CSUN will offer doctorate degrees in education as early as Fall 2008, as a result of State Senate Bill 724, which was approved in September 2005 by the California State Senate.
The program will be aimed at students interested in educational administration, said Philip Rusche, dean of the College of Education. It will be designed for K-12, community college and four-year college administration.
“I think it’s long overdue,” Rusche said. “We ought to be offering doctorates, not just in education, in other fields as well.”
At CSUN, an advisement committee was put together to help identify how to design the process and procedures, as well as the program format. The committee had their first meeting to discuss the doctoral program on, April 13, Rusche said.
The committee is made up of teachers, administrators and superintendents from K-12 schools, as well as officials from community colleges, CSUN and other universities.
All aspects of the program have to be developed.
The Education Department committee will write specifics of how the program will operate. It will be responsible for writing the vision statement, goals, curriculums, procedures for admission, and graduation requirements.
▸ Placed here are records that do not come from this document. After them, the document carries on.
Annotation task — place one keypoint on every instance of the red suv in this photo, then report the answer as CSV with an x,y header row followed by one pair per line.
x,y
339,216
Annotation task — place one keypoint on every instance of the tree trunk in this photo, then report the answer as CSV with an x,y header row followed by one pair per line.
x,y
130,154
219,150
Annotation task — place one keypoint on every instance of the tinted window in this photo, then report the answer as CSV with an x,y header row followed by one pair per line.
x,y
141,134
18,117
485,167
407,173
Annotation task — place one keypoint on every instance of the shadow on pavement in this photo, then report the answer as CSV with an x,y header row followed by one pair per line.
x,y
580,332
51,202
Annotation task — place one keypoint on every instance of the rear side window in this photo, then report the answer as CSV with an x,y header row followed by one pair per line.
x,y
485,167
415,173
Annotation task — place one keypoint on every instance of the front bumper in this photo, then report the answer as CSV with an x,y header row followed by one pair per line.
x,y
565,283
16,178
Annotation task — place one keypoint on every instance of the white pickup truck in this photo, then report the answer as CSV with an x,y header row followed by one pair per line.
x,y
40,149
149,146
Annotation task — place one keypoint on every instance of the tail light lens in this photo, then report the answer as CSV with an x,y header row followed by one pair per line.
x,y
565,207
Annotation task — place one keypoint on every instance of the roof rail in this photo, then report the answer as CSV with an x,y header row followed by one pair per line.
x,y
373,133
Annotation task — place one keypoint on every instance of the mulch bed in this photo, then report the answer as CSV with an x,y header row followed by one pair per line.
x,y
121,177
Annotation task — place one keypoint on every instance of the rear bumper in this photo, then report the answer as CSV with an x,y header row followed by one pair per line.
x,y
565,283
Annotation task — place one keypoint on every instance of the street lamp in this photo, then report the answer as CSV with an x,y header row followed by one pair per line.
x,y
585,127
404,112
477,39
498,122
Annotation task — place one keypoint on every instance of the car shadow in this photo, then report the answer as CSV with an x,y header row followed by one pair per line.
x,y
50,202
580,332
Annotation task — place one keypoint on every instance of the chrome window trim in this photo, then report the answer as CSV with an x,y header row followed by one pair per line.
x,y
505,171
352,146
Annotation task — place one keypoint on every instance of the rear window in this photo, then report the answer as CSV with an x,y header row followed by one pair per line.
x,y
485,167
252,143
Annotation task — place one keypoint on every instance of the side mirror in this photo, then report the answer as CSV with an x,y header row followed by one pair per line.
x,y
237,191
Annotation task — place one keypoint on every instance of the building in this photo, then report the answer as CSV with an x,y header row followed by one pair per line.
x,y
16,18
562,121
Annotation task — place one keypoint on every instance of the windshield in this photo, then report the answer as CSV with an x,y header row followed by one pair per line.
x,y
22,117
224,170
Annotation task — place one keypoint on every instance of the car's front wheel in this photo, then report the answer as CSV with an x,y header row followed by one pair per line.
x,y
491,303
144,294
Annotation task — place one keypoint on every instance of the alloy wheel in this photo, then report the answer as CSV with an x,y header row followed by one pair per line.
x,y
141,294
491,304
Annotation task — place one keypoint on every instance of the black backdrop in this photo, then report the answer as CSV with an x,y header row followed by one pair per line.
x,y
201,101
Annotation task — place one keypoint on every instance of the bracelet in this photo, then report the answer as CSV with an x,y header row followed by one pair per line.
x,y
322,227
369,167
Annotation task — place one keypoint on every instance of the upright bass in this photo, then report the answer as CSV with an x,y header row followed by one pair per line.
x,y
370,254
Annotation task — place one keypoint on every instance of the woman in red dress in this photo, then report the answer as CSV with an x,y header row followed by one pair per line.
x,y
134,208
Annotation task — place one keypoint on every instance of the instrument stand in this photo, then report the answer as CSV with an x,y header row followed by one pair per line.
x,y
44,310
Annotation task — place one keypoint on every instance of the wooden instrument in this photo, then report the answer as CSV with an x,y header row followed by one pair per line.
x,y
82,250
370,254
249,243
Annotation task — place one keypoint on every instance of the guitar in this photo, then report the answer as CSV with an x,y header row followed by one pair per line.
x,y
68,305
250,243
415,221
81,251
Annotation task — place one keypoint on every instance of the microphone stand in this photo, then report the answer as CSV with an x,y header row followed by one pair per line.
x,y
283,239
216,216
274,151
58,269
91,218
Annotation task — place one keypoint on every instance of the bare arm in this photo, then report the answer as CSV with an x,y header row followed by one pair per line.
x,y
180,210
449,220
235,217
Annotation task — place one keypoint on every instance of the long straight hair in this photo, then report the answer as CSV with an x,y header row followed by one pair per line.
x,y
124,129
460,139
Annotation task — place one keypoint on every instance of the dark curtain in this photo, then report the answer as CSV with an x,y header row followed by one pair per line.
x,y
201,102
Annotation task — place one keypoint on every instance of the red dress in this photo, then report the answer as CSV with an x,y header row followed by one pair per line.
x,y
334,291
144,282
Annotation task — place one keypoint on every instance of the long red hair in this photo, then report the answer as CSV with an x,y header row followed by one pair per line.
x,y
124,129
Other CSU campuses will offer doctorates in education as well.
The CSU has split the implementation of the doctorate for campuses into three phases, each beginning their doctoral programs at different times, said Claudia Keith, CSU assistant vice chancellor of Public Affairs.
The first group will begin their programs in the Fall semester of 2007. It will consist of seven CSU, campuses which include the campuses of Fresno, Fullerton, Sacramento, Long Beach, San Francisco, San Diego and San Bernandino.
The second group, which CSUN is a part of, will begin offering doctoral programs in Fall 2008. In this group are the Bakersfield, East bay, Los Angeles and San Jose CSU campuses.
Keith said the date is unknown when the third group of campuses will begin offering the doctoral program. All CSU campuses could eventually offer doctoral degrees in education, he said.
The groupings were made based on the feasibility of staff available, Keith said. Fall 2007 and 08 are currently the dates that the CSU system is working for.
The overall cost of creating these programs is not yet known, Keith said.
It will be determined once a framework is developed. The funding for these programs will come from the CSU budget and will pay for the faculty, buildings and designing of the programs.
The tuition for these doctoral programs will be similar to the price costs available at UC campuses with the same programs, Keith said.
Several CSU campuses currently have task forces helping to establish the programs, Keith said.
The Education Department still does not have the specifics from the Chancellor’s office but a meeting scheduled for May 8 will give them a better idea of the faculty load that will be needed and the cost of creating the program, Rusche said.
“We really started from scratch from beginning to end,” Rusche said.
The department will probably hire one or two more professors, Rusche said.
Students are optimistic about the program. “I think it will be a good idea depending on the quality of the program,” Carter Tran, education graduate student said.
Senate Bill 724, which was originally proposed by Sen. Jack Scott, was passed by the State Senate Sept. 6, 2005 and was signed by the Schwarzenegger Sept. 22, 2005. Three senators opposed the passing of the Bill while 33 senators voted in support of it.